Depuis 2009, chaque roman de Michel Jullien constitue la double promesse d’une plongée intimiste dans un instant aux marges du monde, et d’une écriture immensément inventive, d’une richesse éblouissante dans son absolue liberté. Le titre énigmatique de sa dernière livraison, d’apparente consonance sud-américaine, décrit pourtant très précisément son objet: une Andrea, soeur cadette, suivie au touche-touche, dans une étrange procession sud-américaine, par son aînée Ezia. Andrea, donc, de dos. Toutes deux sont physiquement imposantes, filles d’un fabricant d’épuisettes et d’une femme blessée dont la famille prie pour le rétablissement -soit, d’une petite classe moyenne en un pays qui ne paie pas de mine. La puînée est lanceuse de poids, fêtée championne à domicile, quand l’autre a embrassé une carrière d’ethnologue qui la rend incompréhensible à ses proches.
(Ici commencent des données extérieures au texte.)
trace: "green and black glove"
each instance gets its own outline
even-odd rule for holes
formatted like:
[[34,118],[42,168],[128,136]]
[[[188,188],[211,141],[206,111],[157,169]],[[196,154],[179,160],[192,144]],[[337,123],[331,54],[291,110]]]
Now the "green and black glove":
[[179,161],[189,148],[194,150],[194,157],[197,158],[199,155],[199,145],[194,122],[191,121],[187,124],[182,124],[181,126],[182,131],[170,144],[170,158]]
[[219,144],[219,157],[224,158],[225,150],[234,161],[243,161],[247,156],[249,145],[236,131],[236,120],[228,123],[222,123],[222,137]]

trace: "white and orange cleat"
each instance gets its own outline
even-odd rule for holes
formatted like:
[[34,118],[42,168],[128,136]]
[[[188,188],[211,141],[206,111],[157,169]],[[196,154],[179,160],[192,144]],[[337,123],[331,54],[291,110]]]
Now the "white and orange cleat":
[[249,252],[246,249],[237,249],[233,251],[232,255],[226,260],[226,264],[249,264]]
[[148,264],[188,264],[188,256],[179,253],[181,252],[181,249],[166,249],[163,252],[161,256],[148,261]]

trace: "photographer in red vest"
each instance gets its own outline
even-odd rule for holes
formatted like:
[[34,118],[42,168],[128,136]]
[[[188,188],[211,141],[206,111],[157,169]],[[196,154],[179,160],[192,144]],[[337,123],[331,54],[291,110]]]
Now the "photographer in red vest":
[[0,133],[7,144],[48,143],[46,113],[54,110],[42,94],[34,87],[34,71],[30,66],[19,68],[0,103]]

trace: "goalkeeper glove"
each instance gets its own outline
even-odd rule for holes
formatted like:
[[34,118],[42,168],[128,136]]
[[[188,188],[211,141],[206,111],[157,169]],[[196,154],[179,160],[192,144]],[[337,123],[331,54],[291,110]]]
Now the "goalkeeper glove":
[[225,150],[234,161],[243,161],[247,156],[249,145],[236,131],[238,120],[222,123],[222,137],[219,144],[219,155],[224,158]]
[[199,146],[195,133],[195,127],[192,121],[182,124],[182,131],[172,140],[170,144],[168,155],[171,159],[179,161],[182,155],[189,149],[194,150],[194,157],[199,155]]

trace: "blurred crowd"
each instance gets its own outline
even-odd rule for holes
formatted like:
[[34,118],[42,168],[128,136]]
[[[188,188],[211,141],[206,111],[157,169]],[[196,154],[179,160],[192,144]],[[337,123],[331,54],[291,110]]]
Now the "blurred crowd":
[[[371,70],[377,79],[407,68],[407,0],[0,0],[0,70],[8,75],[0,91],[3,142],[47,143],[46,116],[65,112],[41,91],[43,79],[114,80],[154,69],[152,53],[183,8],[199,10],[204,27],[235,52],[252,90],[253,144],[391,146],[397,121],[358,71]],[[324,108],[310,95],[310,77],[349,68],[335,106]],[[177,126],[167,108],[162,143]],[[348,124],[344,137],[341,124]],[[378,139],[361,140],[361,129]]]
Liées par un amour sororal sans rival, elles poursuivent en ces pages un but commun, imitées en cela par tous les croyants superstitieux du coin: cette année, comme le pays entier une fois l’an, elles parcourent les 33 kilomètres reliant Macoder à Jabuti, pour déposer leurs voeux aux pieds de la statuette d’une  » madone invalide« , d’une  » sainte manchote » . Une seule règle au périple, qui nourrira la tension dramatique: ne jamais lâcher la corde balisant la randonnée, sous peine de devoir repartir du départ ou faire une croix sur leurs espoirs. Sous ce prétexte, le brillant portrait d’une cohue survoltée, d’une démence collective et de méditations contrariées.

De Michel Jullien, éditions Verdier, 128 pages.